Chronodget 2.0.0 has landed in the app store. The reason for the major version increase from 1.2.0 to 2.0.0 is that 2.0.0 requires iOS 16. That enabled me to remove some hacks and workarounds and make the code cleaner.
But there are also some visible changes here. The first one is a link to a usage manual on the main screen of the app. You’ll notice a question mark icon in the navigation bar when opening the app after the update. Depending on the localization used by the app this opens your browser on the English or German usage manual for Chronodget. At the start of 2022 I decided to write a step by step documentation after some relatives of mine downloaded the app and told me they had no idea how to actually use it. Having worked on it for a half year and knowing the reasons for all the design decisions that shaped the app, I had hoped that how to use it would be evident, but the feedback spoke for the opposite. I first wrote the German manual and then translated it into English. Both variants have their own localized screenshots and both sets of screenshots are available in a light and dark mode version. So when you open the manual while having dark mode switched on, the website switches to dark mode as it does for any other page and the screenshots shown are from the dark mode variant of the app. I couldn’t resist the opportunity to tweak the code of the website to add dark mode images.
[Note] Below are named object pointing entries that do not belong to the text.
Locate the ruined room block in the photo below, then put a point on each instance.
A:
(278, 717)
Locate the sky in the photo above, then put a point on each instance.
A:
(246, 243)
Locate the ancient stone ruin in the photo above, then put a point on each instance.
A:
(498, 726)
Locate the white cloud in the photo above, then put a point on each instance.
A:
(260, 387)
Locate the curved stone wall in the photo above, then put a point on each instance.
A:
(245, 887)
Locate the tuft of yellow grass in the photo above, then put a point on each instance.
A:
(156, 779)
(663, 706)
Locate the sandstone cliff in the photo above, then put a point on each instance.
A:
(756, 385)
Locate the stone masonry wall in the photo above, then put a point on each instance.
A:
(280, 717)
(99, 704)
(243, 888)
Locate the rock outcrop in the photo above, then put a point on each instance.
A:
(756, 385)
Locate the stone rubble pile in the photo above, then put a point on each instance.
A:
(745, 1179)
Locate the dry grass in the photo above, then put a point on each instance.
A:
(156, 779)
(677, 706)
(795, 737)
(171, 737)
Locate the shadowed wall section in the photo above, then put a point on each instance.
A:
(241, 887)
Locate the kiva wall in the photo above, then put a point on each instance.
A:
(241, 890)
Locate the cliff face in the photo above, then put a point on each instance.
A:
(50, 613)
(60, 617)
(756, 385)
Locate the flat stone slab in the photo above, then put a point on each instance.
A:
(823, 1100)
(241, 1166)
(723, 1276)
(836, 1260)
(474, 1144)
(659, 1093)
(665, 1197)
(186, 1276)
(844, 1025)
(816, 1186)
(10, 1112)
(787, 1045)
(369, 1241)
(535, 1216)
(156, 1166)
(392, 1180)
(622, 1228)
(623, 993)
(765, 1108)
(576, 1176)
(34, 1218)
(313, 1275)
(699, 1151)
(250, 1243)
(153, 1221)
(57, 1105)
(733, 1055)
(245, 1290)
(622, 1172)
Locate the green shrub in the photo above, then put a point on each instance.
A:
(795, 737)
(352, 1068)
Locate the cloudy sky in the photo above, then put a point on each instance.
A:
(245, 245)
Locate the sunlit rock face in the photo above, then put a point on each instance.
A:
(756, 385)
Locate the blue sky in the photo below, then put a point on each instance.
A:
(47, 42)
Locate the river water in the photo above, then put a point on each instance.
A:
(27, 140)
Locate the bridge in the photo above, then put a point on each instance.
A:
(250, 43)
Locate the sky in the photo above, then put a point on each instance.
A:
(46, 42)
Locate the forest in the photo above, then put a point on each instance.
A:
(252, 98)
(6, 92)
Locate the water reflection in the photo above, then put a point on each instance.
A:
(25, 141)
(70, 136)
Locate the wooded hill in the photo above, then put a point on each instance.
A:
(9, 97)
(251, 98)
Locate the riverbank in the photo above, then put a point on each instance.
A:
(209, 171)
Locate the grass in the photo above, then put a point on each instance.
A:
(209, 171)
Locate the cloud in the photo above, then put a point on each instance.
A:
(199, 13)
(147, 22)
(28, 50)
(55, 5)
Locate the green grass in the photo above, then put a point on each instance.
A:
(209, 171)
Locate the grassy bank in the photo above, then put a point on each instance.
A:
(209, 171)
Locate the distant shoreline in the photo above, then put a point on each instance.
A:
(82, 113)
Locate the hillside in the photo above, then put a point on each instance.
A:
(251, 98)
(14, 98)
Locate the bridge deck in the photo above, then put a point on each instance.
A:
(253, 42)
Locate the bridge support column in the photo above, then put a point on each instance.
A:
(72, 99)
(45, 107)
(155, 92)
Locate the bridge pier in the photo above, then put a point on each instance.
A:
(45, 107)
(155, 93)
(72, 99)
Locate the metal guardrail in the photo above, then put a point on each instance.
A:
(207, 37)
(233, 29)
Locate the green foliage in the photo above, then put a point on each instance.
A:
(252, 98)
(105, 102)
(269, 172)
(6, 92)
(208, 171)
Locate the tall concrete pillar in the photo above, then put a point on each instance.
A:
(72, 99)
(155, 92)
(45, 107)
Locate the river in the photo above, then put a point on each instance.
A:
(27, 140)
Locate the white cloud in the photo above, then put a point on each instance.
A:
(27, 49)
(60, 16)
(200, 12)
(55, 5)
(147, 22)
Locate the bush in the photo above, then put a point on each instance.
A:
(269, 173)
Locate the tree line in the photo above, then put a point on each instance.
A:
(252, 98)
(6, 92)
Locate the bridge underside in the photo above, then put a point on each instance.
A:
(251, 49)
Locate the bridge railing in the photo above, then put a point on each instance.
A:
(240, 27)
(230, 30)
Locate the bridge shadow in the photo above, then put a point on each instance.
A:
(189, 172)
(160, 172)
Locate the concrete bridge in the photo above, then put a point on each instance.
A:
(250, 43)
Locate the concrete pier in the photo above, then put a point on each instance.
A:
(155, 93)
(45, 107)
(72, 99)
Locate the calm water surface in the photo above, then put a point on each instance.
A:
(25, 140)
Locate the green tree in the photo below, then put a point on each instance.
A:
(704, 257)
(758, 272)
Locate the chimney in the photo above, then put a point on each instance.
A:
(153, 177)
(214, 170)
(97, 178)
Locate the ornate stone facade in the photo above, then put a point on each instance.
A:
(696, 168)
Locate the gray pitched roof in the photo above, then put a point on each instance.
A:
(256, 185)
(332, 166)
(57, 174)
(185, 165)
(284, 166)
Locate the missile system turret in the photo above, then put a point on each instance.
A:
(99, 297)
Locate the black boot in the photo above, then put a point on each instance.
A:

This version of Chronodget also brings two bugfixes. The first one fixes color handling. It has been a known bug since the beginning that sometimes the displayed colors were somewhat different than what was chosen in the color picker. This was most annoying when trying to fake a transparent widget. One way to do it is to make a screenshot and use the right part of it as the background of the widget. A better way for backgrounds that use one color without any gradients or any other effects is to just use the color picker to pick the background color of the screen and use that as the background color of the widget. Doing that isn’t easy but manageable. You open the picker, tap and hold the eyedropper icon, close Chronodget by swiping up from the home indicator and then release the eyedropper while over the background. Back in Chronodget the background color will be selected in the color picker. But now the background of the widget would look slightly different from the background of the screen. It turned out that mixing up color spaces was the problem. The color picker uses display P3 by default and the widgets used sRGB. Now colors are always converted to display P3 and interpreted as display P3 and colors look as expected.
Another bug that existed since the first release of Chronodget was a somewhat broken font handling on some devices. While working on Chronodget I created several widgets with it. One purpose of this was to afterwards have some templates to ship with the app. The other was to test the app and to improve it based on the insights I got from creating more complex widgets with it. At the time as I worked on the binary clock that is included as a template, the app had no copy&paste feature. That widget contains 11 components that look very similar. Recreating it again and again became boring. So that’s how the app got its copy&paste features. Then after adding the text component type I started to implement a clock I had seen somewhere. You have 4 rows of digits for the hour part and 4 rows of digits for the minute part. The digits for the current time light up while the others remain visible and seem to be switched off. It worked out pretty well and I liked that widget. I had to rework it several times because the first version was too complex and would stop working or not even load on the home screen. But in the end I succeeded to create a version that worked fine. It looked good on my iPhone and my iPad. The app was ready to be put in the app store. As I started to make screenshots of the required sizes I noticed that on the simulators for some device types that last widget looked totally broken. I had not idea why. It looked just fine in the app on those simulators but on the home screens it looked horrible. I retained it as a template because it worked on at least some devices, but I had to remove it from the screenshots. With version 2.0.0 I found a fix. The way I used to set the font is affected by dynamic type adjustments. Why that affected the widget on some devices and not on others and why only on the home screen I have no idea. But finally that bug is gone.
Chronodget 2.0.0 does not have lock screen widgets and currently I have no plans to add lock screen widgets. There is literally not much space for customization there. If the standard clock could be replaced with a widget, I would add that to Chronodget.
iOS 17 will be unveiled next month. Let’s see what changes it will bring for widgets. Even without any exciting changes there, I have some ideas for Chronodget. So maybe version 3.0.0 won’t take as long as 2.0.0.